Diffusers documentation
Sharing pipelines and models
Sharing pipelines and models
Share your pipeline or models and schedulers on the Hub with the PushToHubMixin class. This class:
- creates a repository on the Hub
- saves your model, scheduler, or pipeline files so they can be reloaded later
- uploads folder containing these files to the Hub
This guide will show you how to upload your files to the Hub with the PushToHubMixin class.
Log in to your Hugging Face account with your access token.
from huggingface_hub import notebook_login
notebook_login()
Models
To push a model to the Hub, call push_to_hub() and specify the repository id of the model.
from diffusers import ControlNetModel
controlnet = ControlNetModel(
block_out_channels=(32, 64),
layers_per_block=2,
in_channels=4,
down_block_types=("DownBlock2D", "CrossAttnDownBlock2D"),
cross_attention_dim=32,
conditioning_embedding_out_channels=(16, 32),
)
controlnet.push_to_hub("my-controlnet-model")
The push_to_hub() method saves the model’s config.json
file and the weights are automatically saved as safetensors files.
Load the model again with from_pretrained().
model = ControlNetModel.from_pretrained("your-namespace/my-controlnet-model")
Scheduler
To push a scheduler to the Hub, call push_to_hub() and specify the repository id of the scheduler.
from diffusers import DDIMScheduler
scheduler = DDIMScheduler(
beta_start=0.00085,
beta_end=0.012,
beta_schedule="scaled_linear",
clip_sample=False,
set_alpha_to_one=False,
)
scheduler.push_to_hub("my-controlnet-scheduler")
The push_to_hub() function saves the scheduler’s scheduler_config.json
file to the specified repository.
Load the scheduler again with from_pretrained().
scheduler = DDIMScheduler.from_pretrained("your-namepsace/my-controlnet-scheduler")
Pipeline
To push a pipeline to the Hub, initialize the pipeline components with your desired parameters.
from diffusers import (
UNet2DConditionModel,
AutoencoderKL,
DDIMScheduler,
StableDiffusionPipeline,
)
from transformers import CLIPTextModel, CLIPTextConfig, CLIPTokenizer
unet = UNet2DConditionModel(
block_out_channels=(32, 64),
layers_per_block=2,
sample_size=32,
in_channels=4,
out_channels=4,
down_block_types=("DownBlock2D", "CrossAttnDownBlock2D"),
up_block_types=("CrossAttnUpBlock2D", "UpBlock2D"),
cross_attention_dim=32,
)
scheduler = DDIMScheduler(
beta_start=0.00085,
beta_end=0.012,
beta_schedule="scaled_linear",
clip_sample=False,
set_alpha_to_one=False,
)
vae = AutoencoderKL(
block_out_channels=[32, 64],
in_channels=3,
out_channels=3,
down_block_types=["DownEncoderBlock2D", "DownEncoderBlock2D"],
up_block_types=["UpDecoderBlock2D", "UpDecoderBlock2D"],
latent_channels=4,
)
text_encoder_config = CLIPTextConfig(
bos_token_id=0,
eos_token_id=2,
hidden_size=32,
intermediate_size=37,
layer_norm_eps=1e-05,
num_attention_heads=4,
num_hidden_layers=5,
pad_token_id=1,
vocab_size=1000,
)
text_encoder = CLIPTextModel(text_encoder_config)
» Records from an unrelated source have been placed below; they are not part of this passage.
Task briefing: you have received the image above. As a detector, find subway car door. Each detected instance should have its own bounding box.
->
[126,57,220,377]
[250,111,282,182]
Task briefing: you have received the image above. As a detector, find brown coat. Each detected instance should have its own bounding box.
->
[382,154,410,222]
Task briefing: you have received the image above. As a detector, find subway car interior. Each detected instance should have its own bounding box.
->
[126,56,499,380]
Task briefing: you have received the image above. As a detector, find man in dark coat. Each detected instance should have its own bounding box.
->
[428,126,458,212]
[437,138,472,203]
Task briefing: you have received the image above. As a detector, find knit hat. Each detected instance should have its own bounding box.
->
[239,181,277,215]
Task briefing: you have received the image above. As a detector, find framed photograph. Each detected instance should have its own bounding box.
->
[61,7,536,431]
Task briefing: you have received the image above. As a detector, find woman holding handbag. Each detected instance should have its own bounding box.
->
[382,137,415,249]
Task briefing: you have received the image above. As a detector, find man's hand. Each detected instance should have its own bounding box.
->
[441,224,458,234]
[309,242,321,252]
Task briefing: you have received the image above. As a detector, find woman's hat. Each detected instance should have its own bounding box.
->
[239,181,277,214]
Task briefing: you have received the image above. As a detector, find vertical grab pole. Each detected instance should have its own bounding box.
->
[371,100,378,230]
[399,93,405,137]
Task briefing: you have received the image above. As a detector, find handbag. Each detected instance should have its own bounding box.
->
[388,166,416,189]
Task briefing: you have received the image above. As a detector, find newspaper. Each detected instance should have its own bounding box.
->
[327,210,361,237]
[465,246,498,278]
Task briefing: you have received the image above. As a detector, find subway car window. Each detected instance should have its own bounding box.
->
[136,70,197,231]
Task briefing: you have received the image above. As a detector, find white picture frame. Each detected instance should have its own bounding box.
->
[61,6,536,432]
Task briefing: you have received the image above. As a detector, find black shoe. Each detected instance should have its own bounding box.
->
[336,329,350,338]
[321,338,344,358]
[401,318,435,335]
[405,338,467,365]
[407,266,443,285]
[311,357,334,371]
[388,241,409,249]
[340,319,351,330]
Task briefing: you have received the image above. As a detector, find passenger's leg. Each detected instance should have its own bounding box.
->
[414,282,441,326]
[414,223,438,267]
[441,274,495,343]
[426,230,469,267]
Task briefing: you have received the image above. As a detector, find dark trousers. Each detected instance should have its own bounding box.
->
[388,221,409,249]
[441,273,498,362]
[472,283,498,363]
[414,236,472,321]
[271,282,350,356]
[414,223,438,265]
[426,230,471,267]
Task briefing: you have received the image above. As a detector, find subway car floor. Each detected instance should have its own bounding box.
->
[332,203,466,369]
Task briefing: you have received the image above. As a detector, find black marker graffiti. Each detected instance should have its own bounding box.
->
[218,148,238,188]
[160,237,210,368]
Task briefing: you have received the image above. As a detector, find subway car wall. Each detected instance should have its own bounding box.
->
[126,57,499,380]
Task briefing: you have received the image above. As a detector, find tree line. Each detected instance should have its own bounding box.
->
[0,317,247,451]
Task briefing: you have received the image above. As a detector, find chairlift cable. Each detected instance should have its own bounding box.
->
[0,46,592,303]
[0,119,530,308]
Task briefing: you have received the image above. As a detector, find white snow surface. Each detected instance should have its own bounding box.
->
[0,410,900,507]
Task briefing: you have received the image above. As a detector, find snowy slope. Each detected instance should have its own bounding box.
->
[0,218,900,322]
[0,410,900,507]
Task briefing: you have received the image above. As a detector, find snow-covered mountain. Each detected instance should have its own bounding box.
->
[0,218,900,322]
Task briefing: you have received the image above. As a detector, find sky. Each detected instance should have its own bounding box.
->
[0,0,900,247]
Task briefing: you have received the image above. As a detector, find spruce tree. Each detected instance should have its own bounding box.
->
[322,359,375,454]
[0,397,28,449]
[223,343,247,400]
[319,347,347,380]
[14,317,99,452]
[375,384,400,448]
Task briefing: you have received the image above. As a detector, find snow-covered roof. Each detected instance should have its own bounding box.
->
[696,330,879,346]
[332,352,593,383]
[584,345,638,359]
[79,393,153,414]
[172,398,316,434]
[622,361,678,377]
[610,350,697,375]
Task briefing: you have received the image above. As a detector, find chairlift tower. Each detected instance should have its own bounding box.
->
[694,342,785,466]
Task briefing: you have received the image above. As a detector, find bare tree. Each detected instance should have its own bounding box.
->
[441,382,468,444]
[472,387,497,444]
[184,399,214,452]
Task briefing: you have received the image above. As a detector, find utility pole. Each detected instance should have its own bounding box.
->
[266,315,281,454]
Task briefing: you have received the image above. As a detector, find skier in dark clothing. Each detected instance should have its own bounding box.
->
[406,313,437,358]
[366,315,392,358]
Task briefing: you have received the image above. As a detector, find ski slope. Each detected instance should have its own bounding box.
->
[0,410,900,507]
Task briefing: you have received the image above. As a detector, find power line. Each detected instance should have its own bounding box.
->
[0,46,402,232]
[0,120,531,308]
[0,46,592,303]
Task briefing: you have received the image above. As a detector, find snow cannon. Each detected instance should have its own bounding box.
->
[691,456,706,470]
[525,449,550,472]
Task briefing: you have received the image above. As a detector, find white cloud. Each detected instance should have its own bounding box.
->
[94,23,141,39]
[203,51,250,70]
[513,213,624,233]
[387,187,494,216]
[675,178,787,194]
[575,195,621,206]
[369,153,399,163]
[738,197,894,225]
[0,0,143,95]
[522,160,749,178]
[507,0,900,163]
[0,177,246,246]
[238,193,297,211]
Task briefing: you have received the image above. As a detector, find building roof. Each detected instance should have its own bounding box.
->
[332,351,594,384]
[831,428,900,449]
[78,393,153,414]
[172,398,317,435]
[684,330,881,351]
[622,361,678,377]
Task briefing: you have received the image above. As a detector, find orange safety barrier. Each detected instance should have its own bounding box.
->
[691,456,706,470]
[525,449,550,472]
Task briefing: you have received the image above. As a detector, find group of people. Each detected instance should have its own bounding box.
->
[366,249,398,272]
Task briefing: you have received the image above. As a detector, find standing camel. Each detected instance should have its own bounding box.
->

tokenizer = CLIPTokenizer.from_pretrained("hf-internal-testing/tiny-random-clip")
Pass all components to the pipeline and call push_to_hub().
components = {
"unet": unet,
"scheduler": scheduler,
"vae": vae,
"text_encoder": text_encoder,
"tokenizer": tokenizer,
"safety_checker": None,
"feature_extractor": None,
}
pipeline = StableDiffusionPipeline(**components)
pipeline.push_to_hub("my-pipeline")
The push_to_hub() method saves each component to a subfolder in the repository. Load the pipeline again with from_pretrained().
pipeline = StableDiffusionPipeline.from_pretrained("your-namespace/my-pipeline")
Privacy
Set private=True
in push_to_hub() to keep a model, scheduler, or pipeline files private.
controlnet.push_to_hub("my-controlnet-model-private", private=True)
Private repositories are only visible to you. Other users won’t be able to clone the repository and it won’t appear in search results. Even if a user has the URL to your private repository, they’ll receive a 404 - Sorry, we can't find the page you are looking for
. You must be logged in to load a model from a private repository.